Change Categorization

Rusty asked:
I was looking for terms used for categorizing the impact of a change, I remember in Version 2 of ITIL that changes where categorized as Major, Significant, Minor and Standard is that no longer done? Or is the Imapct also defines as the priority High, Medium, and Low

I’m going to give you my answer in three parts. This information can also be found in Section 4.2 of your Service Transition Book.
In ITIL V3 changes are now categorized into three distinct types:
Standard Change: Change to a service or infrastructure for which the approach has been pre-authorized by Change management that has an accepted and established procedure to provide a specific change requirement. It has a defined trigger, documented tasks and budgetary approval.

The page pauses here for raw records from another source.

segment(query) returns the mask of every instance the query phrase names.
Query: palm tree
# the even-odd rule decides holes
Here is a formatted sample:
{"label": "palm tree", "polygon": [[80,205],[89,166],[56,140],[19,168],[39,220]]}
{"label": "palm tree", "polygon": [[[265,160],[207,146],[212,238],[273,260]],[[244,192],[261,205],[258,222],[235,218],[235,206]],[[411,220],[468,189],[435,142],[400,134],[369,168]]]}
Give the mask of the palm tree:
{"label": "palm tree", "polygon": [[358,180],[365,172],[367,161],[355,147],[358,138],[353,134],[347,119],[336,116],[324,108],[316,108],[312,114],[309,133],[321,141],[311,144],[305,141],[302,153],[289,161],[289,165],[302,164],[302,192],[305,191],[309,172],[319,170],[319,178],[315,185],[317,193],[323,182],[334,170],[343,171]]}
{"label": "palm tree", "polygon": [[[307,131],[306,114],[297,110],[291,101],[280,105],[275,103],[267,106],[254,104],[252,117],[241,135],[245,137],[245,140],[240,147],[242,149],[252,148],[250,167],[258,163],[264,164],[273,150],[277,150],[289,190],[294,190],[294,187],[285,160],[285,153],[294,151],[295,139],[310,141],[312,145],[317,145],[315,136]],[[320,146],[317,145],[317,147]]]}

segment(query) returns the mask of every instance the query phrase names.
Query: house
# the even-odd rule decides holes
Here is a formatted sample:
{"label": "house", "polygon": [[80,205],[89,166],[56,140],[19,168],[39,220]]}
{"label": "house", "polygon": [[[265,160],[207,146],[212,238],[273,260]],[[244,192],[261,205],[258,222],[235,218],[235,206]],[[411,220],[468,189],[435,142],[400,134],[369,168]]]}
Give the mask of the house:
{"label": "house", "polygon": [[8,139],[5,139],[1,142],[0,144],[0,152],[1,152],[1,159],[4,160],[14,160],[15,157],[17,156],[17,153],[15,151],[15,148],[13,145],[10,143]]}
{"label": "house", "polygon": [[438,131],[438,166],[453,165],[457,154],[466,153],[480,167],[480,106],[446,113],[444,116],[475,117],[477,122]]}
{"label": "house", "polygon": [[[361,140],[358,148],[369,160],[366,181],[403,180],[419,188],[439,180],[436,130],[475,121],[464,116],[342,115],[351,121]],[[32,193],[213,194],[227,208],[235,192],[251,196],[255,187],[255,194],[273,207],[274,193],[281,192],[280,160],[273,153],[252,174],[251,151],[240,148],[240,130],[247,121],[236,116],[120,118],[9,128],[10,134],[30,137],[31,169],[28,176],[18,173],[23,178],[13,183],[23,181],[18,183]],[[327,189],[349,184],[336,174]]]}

The risk is low and well understood.

Normal Change: Change to a service or infrastructure for which the risk must be assessed and must go through the Change Advisory Board (CAB). These are Changes that happen either only once or infrequently and the impact/risk to the current environment must be assessed.

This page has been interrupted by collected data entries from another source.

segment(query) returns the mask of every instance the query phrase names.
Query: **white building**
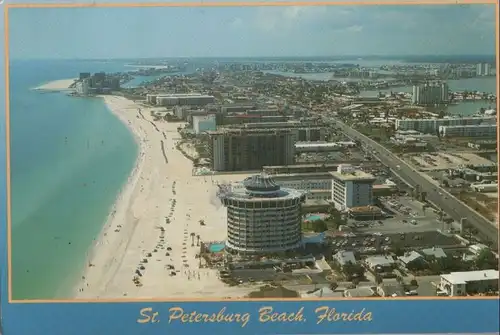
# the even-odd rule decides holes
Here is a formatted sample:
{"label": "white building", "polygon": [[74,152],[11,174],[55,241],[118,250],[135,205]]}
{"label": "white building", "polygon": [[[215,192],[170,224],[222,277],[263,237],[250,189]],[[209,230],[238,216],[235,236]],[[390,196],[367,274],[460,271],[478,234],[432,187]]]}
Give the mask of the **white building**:
{"label": "white building", "polygon": [[498,191],[498,184],[472,184],[470,188],[474,192],[496,192]]}
{"label": "white building", "polygon": [[295,152],[326,152],[340,151],[345,148],[354,148],[354,142],[297,142],[295,143]]}
{"label": "white building", "polygon": [[448,102],[448,84],[440,82],[413,86],[412,103],[439,105]]}
{"label": "white building", "polygon": [[244,188],[221,188],[227,207],[226,248],[238,254],[266,254],[302,246],[301,206],[305,194],[281,188],[266,175],[243,181]]}
{"label": "white building", "polygon": [[332,201],[338,210],[373,204],[373,183],[375,177],[356,170],[352,165],[340,164],[332,176]]}
{"label": "white building", "polygon": [[215,115],[193,115],[193,130],[195,134],[217,130]]}
{"label": "white building", "polygon": [[[283,188],[304,191],[307,200],[331,200],[332,176],[328,172],[275,174],[274,182]],[[235,189],[242,189],[242,182],[233,184]]]}
{"label": "white building", "polygon": [[157,106],[205,106],[215,102],[215,97],[199,93],[148,94],[147,102]]}
{"label": "white building", "polygon": [[397,119],[396,130],[416,130],[421,133],[435,134],[440,126],[479,125],[482,123],[496,123],[495,116],[461,117],[443,119]]}
{"label": "white building", "polygon": [[90,88],[89,78],[85,78],[82,81],[76,83],[76,93],[80,95],[88,95]]}
{"label": "white building", "polygon": [[491,65],[487,63],[480,63],[476,65],[476,76],[489,76],[491,74]]}
{"label": "white building", "polygon": [[498,291],[498,271],[465,271],[441,275],[439,288],[449,296]]}
{"label": "white building", "polygon": [[496,124],[479,124],[466,126],[440,126],[441,137],[496,137]]}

Emergency Change: Change that must be introduced as soon as possible, usually in order to repair an error within the environment. There is substantial risk involved and must be approved by the Emergency Change Advisory Board (ECAB). There is a separate escalation procedure in order to reduce or eliminate the impact/unavailability currently affecting the environment.

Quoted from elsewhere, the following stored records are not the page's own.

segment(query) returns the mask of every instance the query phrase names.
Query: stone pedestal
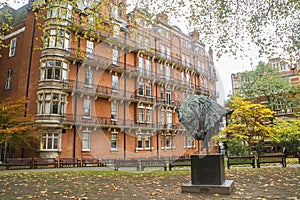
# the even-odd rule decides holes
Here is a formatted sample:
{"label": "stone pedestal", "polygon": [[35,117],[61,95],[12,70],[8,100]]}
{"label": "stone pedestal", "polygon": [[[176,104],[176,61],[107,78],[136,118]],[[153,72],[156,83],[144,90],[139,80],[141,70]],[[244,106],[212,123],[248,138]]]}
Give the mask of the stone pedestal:
{"label": "stone pedestal", "polygon": [[223,154],[192,155],[191,183],[182,186],[182,192],[230,194],[233,181],[225,180]]}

When assessing impact/risk we usually use an impact/risk categorization matrix and from this determine the associated scrutiny the change will receive by the Change Authority.
  • High impact/High probability = Risk Category 1 (Emergency change)
  • High impact/Low probability = Risk Category 2 (Normal change)
  • Low impact/High probability = Risk Category 3 (Normal change)
  • Low impact/Low probability = Risk Category 4 (Standard Change)
 When determining priority we use the formula:
 Priority = Urgency + Impact
We can use the following examples of priority: 
  • Immediate – life at risk, significant loss of revenue (corrective)
  • High – Severely affecting key users or large # of users (corrective or innovative)
  • Medium – No severe impact, but cannot wait until next change schedule or release (corrective, innovative or update)
  • Low- Change is justified and necessary, but can wait until next change schedule or release.  (any type)
So we look at the Priority, exam the risk and this helps us determine the type of change we will use.